Wildlife cell

The Telegraph , Thursday, March 17, 2005
Correspondent : AYSWARIA VENUGOPAL
A long-time plan for a wildlife crime control bureau will be dusted off tomorrow when Manmohan Singh traces the trail of disappearing tigers.

The National Board for Wildlife, chaired by the Prime Minister, will meet tomorrow to discuss the disappearance of the big cats from its reserves.

The meeting of the body, which is under the Union environment and forests ministry, is significant as it will be held amid allegations of neglect of government reserves and sanctuaries and large-scale poaching in them.

This is the reason why wildlife activists have been demanding an independent crime bureau, said Belinda Wright, leading tiger conservationist and founder of the Wildlife Protection Society of India.

At present, the CBI’s wildlife crime cell investigates violations of the wildlife act, 1972. But its role is limited.

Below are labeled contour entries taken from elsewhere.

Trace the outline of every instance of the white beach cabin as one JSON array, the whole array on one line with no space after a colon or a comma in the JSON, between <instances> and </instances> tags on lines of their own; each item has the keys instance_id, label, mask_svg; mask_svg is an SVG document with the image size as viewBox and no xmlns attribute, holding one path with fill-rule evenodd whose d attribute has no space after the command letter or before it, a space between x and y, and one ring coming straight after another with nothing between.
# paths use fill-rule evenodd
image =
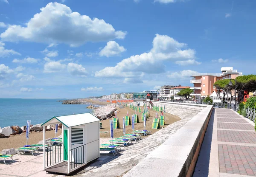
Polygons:
<instances>
[{"instance_id":1,"label":"white beach cabin","mask_svg":"<svg viewBox=\"0 0 256 177\"><path fill-rule=\"evenodd\" d=\"M44 170L69 174L99 157L99 121L85 113L53 117L43 124ZM46 142L46 127L60 124L63 138Z\"/></svg>"}]
</instances>

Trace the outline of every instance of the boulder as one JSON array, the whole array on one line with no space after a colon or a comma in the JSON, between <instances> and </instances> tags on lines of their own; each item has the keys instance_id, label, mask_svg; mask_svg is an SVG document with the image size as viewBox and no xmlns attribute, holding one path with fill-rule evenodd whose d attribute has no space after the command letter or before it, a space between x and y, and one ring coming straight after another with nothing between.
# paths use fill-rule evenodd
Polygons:
<instances>
[{"instance_id":1,"label":"boulder","mask_svg":"<svg viewBox=\"0 0 256 177\"><path fill-rule=\"evenodd\" d=\"M16 133L16 132L11 126L3 128L2 131L2 133L7 136L9 136L10 135L13 135L14 133Z\"/></svg>"},{"instance_id":2,"label":"boulder","mask_svg":"<svg viewBox=\"0 0 256 177\"><path fill-rule=\"evenodd\" d=\"M7 154L10 155L15 155L16 151L14 148L9 149L3 149L1 152L1 154Z\"/></svg>"}]
</instances>

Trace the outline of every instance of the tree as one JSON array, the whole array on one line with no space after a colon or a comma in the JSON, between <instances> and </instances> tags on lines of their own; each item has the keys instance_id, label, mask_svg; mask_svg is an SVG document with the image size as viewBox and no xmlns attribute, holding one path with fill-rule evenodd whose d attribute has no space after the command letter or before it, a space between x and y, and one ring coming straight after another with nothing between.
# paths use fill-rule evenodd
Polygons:
<instances>
[{"instance_id":1,"label":"tree","mask_svg":"<svg viewBox=\"0 0 256 177\"><path fill-rule=\"evenodd\" d=\"M179 96L182 96L186 98L186 100L189 99L189 95L190 93L193 92L193 90L189 89L189 88L187 88L185 89L182 90L180 92L177 93L177 95Z\"/></svg>"},{"instance_id":2,"label":"tree","mask_svg":"<svg viewBox=\"0 0 256 177\"><path fill-rule=\"evenodd\" d=\"M207 104L212 104L212 100L211 98L211 97L209 96L209 95L207 96L207 97L204 100L203 102Z\"/></svg>"}]
</instances>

“Though the Wildlife Protection Society proposed it (a bureau) way back in 1998, there was no action on it,” Wright said.

The proposed bureau will be on the lines of the Narcotics Control Bureau and will track trends and offenders in its role as the lead enforcement agency for wildlife crimes.

Its countrywide branches will include personnel from the CBI, the police, customs and other enforcement bodies and will have the environment ministry as its nodal agency.

The bureau had first taken shape in a concept paper that had followed a meeting in 1998 between then home minister L.K. Advani, the then environment minister, and conservationists.